The night of the midterm elections, some CNN anchors were spotted using their Microsoft Surface 3 tablets as stands to prop up their iPads. The nationally televised indignity pretty much summed up Microsoft’s (lack of) success in mobile so far.


Screen Shot 2014-11-05 at 4.00.37 PM

Presenter View in PowerPoint for iPhone. Screenshot: Microsoft



Former Microsoft CEO Steve Ballmer might have thrown a chair over the incident. But under new CEO Satya Nadella, Microsoft has become much less uptight about how people want to use their own devices, and whose they want to use. This change in attitude, as represented by its mobile strategy for Office, could resurrect Microsoft’s fortunes as a consumer tech company.


The most striking first impression made by Word, Excel, and PowerPoint on the iPhone is how great they look on the iPhone 6 and iPhone 6 Plus.
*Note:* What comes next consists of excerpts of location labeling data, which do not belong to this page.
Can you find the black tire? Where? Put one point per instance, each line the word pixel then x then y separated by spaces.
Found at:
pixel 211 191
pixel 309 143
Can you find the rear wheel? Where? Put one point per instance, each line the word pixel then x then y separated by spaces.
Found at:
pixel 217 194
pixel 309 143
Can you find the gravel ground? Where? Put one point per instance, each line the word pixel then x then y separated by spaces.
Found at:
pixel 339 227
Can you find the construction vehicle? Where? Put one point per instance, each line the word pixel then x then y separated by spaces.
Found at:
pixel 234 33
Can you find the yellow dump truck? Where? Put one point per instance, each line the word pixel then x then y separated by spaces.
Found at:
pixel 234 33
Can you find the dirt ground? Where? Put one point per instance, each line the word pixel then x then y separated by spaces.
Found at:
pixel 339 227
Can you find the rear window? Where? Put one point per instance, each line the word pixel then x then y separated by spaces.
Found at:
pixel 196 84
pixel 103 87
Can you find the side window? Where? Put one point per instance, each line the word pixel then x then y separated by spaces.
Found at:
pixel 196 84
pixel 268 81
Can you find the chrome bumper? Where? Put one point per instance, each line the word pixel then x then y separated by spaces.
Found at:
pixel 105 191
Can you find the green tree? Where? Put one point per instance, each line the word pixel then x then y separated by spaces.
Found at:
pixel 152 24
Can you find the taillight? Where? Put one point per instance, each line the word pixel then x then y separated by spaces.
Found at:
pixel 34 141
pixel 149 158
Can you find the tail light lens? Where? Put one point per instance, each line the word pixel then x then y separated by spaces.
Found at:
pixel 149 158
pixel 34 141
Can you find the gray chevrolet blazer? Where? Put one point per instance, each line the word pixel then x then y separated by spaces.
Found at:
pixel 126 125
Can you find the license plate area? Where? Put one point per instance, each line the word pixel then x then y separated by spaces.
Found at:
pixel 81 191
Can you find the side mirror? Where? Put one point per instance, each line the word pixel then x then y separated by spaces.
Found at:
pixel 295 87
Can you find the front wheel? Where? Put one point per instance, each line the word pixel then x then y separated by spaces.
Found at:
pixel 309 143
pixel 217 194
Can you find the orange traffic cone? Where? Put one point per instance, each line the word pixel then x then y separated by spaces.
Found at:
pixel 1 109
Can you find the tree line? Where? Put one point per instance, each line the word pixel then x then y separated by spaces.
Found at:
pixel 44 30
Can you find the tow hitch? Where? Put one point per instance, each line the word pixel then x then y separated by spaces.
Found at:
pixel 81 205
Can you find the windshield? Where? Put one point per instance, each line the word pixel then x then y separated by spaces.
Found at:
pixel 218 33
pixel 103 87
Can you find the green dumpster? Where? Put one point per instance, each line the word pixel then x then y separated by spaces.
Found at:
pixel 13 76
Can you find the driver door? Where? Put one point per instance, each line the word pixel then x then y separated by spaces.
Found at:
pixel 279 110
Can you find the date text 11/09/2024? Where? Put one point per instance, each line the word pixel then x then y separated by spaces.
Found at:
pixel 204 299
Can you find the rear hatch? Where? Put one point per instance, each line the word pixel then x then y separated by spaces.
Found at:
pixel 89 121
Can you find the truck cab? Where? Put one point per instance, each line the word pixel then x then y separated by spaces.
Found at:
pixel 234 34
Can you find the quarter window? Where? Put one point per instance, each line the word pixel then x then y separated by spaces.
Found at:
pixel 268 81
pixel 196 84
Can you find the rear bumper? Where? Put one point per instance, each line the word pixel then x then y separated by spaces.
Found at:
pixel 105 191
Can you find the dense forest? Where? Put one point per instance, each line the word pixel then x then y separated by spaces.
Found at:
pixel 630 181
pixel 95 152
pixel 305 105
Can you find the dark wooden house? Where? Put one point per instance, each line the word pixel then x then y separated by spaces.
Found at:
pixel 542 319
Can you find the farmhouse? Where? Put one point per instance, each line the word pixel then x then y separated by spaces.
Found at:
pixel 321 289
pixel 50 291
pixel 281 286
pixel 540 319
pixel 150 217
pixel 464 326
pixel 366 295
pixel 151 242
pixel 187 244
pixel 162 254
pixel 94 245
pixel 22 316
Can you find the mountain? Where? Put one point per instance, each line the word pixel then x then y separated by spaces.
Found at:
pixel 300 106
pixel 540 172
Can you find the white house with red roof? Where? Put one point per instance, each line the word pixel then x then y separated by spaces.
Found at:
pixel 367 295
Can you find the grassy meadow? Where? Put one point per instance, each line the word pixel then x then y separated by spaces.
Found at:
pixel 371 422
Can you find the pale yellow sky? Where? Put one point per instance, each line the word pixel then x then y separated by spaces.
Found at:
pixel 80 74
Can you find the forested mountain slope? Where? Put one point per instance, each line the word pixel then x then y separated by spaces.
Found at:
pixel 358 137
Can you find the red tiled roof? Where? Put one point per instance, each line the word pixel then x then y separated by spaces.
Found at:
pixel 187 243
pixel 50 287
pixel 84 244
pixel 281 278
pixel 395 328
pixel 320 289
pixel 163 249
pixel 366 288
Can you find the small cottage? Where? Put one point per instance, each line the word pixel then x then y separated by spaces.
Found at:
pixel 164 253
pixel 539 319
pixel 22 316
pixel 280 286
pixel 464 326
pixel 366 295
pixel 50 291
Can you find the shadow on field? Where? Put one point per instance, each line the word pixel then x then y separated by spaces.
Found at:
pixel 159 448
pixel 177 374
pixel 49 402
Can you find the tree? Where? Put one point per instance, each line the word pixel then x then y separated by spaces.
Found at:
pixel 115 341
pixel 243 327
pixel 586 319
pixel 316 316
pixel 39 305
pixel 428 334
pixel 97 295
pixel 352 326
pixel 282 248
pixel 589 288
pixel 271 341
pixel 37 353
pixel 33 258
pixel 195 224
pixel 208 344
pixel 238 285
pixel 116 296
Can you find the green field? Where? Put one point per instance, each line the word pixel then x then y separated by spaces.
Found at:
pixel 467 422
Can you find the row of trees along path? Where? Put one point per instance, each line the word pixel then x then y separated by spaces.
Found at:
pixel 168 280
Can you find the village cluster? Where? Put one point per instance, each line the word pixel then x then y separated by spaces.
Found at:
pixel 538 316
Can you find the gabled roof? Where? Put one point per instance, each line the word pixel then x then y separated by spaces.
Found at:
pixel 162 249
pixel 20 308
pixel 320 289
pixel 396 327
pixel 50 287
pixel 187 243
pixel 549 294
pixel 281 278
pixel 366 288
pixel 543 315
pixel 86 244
On these big, crisp screens, working on documents doesn’t feel like a kludgy compromise anymore. Microsoft’s designers have figured out how to minimize the intrusion of menus without dropping the functionality that desktop users take for granted. Cribbing from responsive web design, users can “reflow” documents to make them easy to read on the phone. At the same time, PowerPoint presentations on the iPhone screens are so vivid and legible that you could sit beside someone at a table, pluck your whole deck from Dropbox, and make your pitch—no projector or even laptop needed. Microsoft has seen the potential in a piece of hardware it doesn’t make or run and said, let’s make something really good for that.


Why Not Try?


Full disclosure: I’m an iPhone user, and I’ve hardly opened Office for years. But if that makes me biased, that should give what I’m about to say even more weight: Given what I saw, I might start using Office again. On top of the design itself, the apps are also free for basic authoring and editing. So I’m thinking, why not give them a try?


The way Microsoft is thinking about Office suggests a company no longer fixated on getting people to buy its devices or even its software, at least in the consumer market. Instead, Microsoft appears to be banking on the idea that you’ll use the new versions of Office so much that you’ll pay to make them more useful. While the basic apps are free, Office 365 subscribers get access to premium features like “track changes.”


Instead of treating users like pests who won’t get with the program, Microsoft appears to be trying to get them to actually like its products. That strategy won’t turn Microsoft back into the company that made Bill Gates the richest person in the world. But it could make Microsoft a company that’s relevant to consumers again in the 21st century.